Yes, the ongoing searches have not been part of the discussion. From what I understand what we see as available on RCI's websites are the leftovers. Any ongoing search will take 1st priority and we'll never see it as available on rci.com. So there may be some weeks in very high demand areas (UK summer, the aforementioned Allen House, etc, etc) that will never show up because the waiting list far exceeds those who actually deposit those very high demand weeks.
Unfortunately, we have no way of verifying this and RCI doesn't publish what was taken during ongoing searches. So all we can do is speculate. The best thing you can do is to look at last-minute exchanges (within 3 weeks or so of check-in). If you do this, you can see some very prime weeks that were cancelled at the last minute. So I can assume that there are cases where people can snag these very high demand weeks, but we never see them.
Of course this is true as well. If you do an ongoing search you are going in blind and don't know if your actual requested trade is simply impossible based on trading power. RCI should at least be upfront and tell you that you have no chance.Trading power still comes into play with ongoing searches.
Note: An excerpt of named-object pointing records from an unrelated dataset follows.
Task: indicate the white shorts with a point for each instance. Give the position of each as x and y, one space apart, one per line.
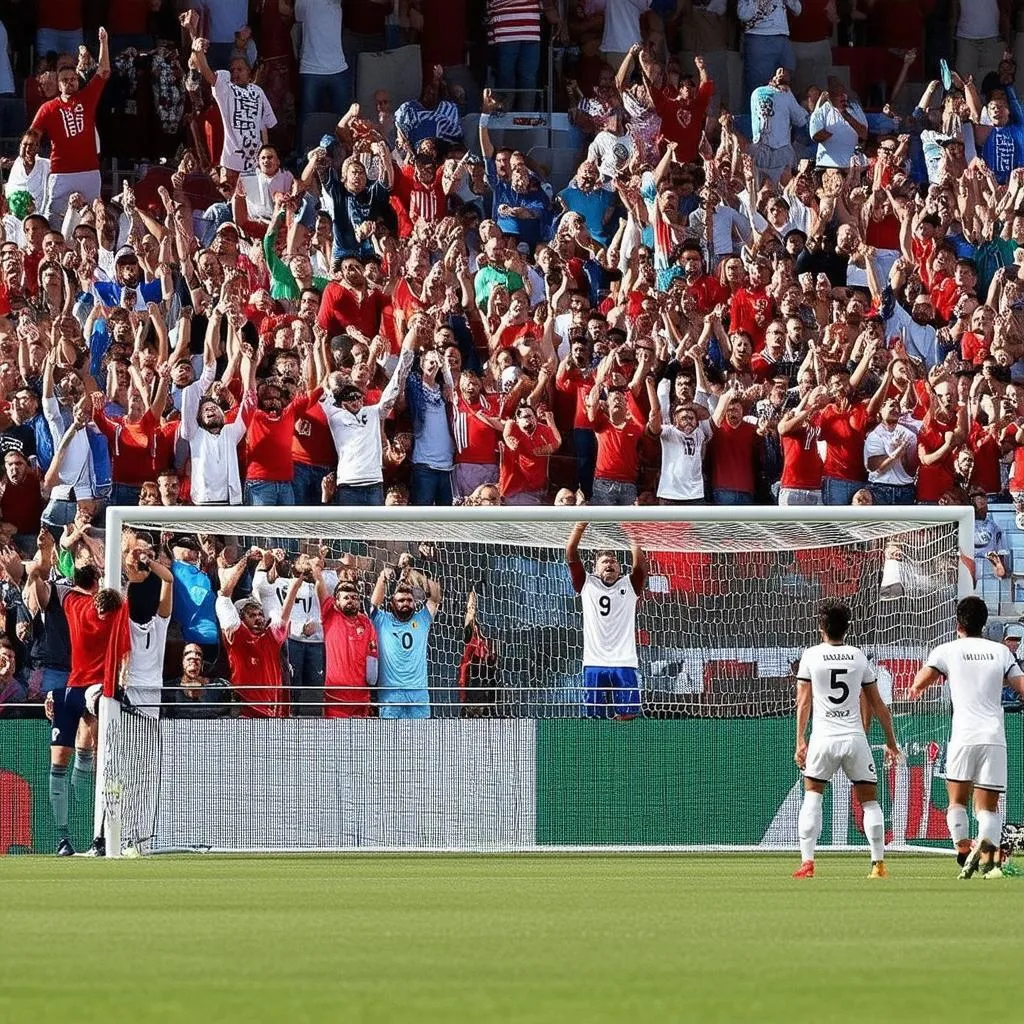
982 764
852 754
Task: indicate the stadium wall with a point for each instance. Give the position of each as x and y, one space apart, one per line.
487 784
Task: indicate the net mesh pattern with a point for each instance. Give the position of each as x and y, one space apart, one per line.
727 610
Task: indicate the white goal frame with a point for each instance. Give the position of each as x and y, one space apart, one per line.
220 519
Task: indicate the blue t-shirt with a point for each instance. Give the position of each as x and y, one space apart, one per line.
401 649
195 603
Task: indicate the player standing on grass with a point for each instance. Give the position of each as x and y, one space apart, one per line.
402 632
976 670
609 635
838 682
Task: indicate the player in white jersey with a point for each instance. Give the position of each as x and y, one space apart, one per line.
609 615
143 671
976 670
837 692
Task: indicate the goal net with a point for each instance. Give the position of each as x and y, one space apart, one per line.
504 752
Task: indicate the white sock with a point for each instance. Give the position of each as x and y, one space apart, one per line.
809 824
875 829
989 826
956 821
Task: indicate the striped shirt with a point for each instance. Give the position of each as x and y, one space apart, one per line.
514 22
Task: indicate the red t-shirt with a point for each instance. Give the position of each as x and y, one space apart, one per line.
349 641
311 442
65 15
522 471
419 201
617 449
708 292
934 480
475 440
802 464
132 446
985 445
752 311
845 434
682 122
573 382
89 635
811 25
1016 483
71 128
268 441
255 665
974 348
733 453
340 307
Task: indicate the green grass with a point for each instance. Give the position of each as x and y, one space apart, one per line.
552 938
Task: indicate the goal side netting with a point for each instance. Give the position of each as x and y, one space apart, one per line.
505 750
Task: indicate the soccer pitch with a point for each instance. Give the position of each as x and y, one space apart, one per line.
520 939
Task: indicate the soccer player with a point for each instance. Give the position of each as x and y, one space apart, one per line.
839 683
90 613
402 632
254 643
351 650
609 611
976 670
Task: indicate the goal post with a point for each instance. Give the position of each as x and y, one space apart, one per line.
519 765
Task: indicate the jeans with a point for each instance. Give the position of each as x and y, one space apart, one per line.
54 679
893 494
308 663
361 494
585 445
125 494
726 496
307 483
837 492
763 55
613 493
269 493
517 67
218 55
53 40
429 486
322 94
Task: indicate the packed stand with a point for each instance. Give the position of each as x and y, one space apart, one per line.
807 304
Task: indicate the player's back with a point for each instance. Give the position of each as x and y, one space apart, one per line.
608 623
975 669
837 674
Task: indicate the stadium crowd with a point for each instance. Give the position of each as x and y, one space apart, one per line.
818 302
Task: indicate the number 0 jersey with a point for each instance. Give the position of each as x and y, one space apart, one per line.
837 674
609 614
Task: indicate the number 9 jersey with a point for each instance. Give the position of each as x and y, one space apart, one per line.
609 615
837 674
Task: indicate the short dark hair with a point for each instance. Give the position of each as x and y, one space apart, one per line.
972 613
834 619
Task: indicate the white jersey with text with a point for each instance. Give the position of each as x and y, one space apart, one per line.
144 675
609 614
975 669
837 674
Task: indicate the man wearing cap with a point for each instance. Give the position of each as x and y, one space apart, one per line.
244 109
70 122
194 599
128 279
254 643
356 426
991 556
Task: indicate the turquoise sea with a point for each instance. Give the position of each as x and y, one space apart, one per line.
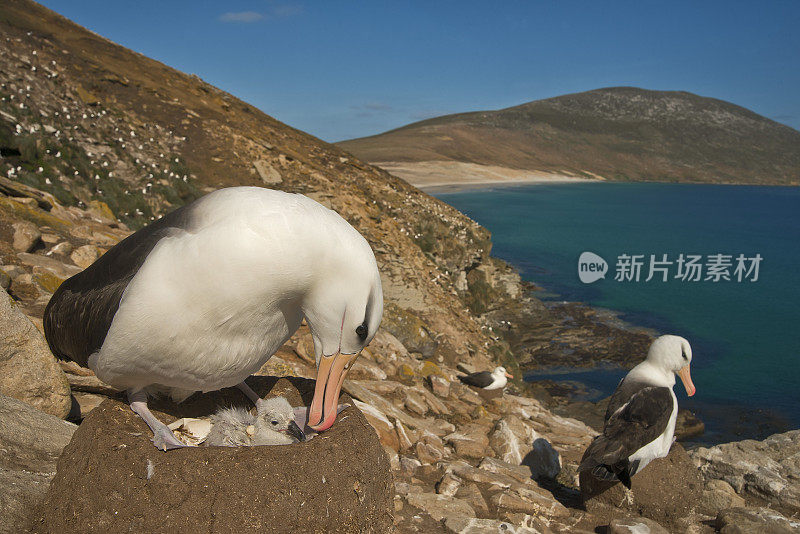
745 334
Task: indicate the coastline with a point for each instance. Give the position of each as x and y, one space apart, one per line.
454 176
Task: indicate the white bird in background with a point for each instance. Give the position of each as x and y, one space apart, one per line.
203 297
273 424
497 379
640 419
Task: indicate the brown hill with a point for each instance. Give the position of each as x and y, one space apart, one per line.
620 133
89 122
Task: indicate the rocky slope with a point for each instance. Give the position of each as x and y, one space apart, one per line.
618 133
92 133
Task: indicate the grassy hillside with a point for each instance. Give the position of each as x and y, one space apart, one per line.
620 133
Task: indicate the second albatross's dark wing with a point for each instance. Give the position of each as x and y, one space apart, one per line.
640 414
481 379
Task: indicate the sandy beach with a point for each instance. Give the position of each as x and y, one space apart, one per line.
450 176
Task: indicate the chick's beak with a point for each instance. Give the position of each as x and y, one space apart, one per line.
296 431
686 378
330 375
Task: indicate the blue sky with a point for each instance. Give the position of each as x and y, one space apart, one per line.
348 69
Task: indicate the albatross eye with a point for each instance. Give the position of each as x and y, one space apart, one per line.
361 331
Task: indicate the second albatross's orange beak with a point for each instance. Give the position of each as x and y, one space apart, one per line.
330 375
686 378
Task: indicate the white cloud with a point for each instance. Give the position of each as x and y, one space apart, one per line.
241 16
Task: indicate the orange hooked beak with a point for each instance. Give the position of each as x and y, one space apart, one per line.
330 375
686 378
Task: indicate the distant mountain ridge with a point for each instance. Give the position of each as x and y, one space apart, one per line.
618 133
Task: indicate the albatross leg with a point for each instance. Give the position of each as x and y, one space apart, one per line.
252 395
163 438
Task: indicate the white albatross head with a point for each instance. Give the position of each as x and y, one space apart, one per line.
343 311
673 354
500 372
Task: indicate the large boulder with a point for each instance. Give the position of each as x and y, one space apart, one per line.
766 471
747 520
28 371
666 490
111 478
31 442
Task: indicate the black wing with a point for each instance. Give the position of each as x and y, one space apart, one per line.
481 379
629 426
80 312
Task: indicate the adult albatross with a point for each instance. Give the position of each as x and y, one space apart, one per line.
640 419
497 379
201 299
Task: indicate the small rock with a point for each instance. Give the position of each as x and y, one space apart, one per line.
472 496
429 368
719 495
469 396
268 173
765 469
448 485
473 525
12 270
393 457
440 386
404 436
409 465
383 427
415 402
28 371
62 249
688 425
470 441
528 501
428 454
88 402
639 525
748 520
50 239
406 372
85 256
366 370
440 506
26 236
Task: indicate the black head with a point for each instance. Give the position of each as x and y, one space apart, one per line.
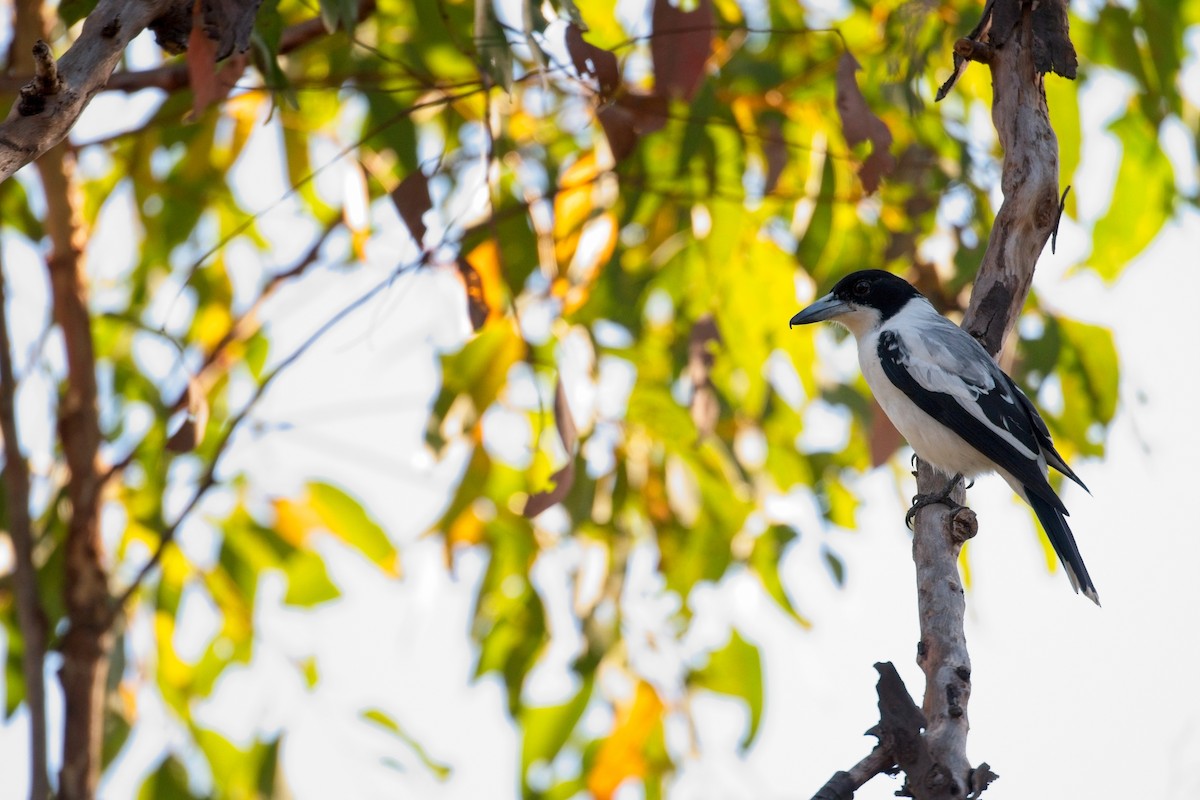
881 290
861 300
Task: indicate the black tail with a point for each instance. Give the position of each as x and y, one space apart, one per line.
1063 541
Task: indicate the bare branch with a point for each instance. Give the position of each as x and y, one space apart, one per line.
1025 222
30 614
41 119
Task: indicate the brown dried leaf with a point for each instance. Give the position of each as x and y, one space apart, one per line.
412 199
681 46
593 61
876 166
649 110
1053 50
477 304
564 477
229 23
859 124
883 437
774 151
619 127
705 407
191 433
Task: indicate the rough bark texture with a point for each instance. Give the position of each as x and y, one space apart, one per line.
1023 226
33 128
1019 43
942 651
88 642
30 615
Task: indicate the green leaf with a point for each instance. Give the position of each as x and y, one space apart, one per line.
340 14
13 671
480 368
1141 200
735 669
309 582
346 518
168 782
385 721
72 11
546 728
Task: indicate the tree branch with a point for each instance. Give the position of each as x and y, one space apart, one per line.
41 119
88 639
30 615
1023 227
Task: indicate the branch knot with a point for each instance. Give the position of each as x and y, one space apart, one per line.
46 82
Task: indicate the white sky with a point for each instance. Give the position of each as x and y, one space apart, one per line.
1068 699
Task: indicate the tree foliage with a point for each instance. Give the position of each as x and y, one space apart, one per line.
633 205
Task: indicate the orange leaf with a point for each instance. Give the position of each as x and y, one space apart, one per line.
191 432
679 47
623 753
859 124
565 476
485 260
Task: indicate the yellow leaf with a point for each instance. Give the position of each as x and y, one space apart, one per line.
622 755
294 519
466 529
213 320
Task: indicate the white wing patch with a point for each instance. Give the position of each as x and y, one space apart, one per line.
945 359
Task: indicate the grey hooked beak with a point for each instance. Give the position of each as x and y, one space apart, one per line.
825 308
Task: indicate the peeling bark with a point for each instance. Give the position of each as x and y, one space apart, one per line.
35 126
87 644
1025 43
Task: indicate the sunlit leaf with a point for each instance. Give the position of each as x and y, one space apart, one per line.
681 46
385 721
623 753
1141 202
348 521
763 561
735 669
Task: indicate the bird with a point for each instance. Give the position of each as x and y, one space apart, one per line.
946 395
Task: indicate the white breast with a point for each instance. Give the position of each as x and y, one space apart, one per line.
929 438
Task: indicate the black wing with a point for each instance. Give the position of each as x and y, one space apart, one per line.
1001 405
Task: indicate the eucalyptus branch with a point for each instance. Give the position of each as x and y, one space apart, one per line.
42 118
30 614
209 479
1023 227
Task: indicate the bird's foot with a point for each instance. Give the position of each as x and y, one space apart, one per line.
943 498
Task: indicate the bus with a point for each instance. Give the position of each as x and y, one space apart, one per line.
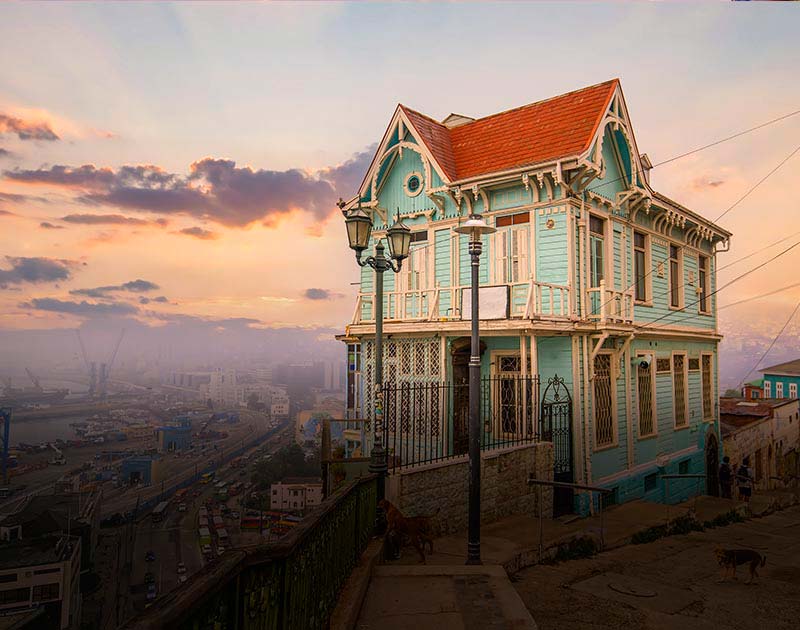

You will be ignored and skipped right over with a request that isn't in your "league."
As for rentals, who knows? If we believe RCI these are developer weeks that they choose to put up as rentals for everybody to use. If we believe the detractors at TUG, they are skimming the best weeks that were deposited by exchanges. Either scenario is plausible.
That is why a points-based system (RCI, Wyndham, Worldmark, etc) is much preferable than an exchange system. In a perfect world, RCI would have just one big points system, where everybody's week would be given a points value and would negate the need to convert a week into points. But of course this would negate the need to cough up $$$$'s to the developer and put thousands of timeshare sales "people" (I'll be nice here) out of jobs because they won't be able to harass existing owners about converting their week into points.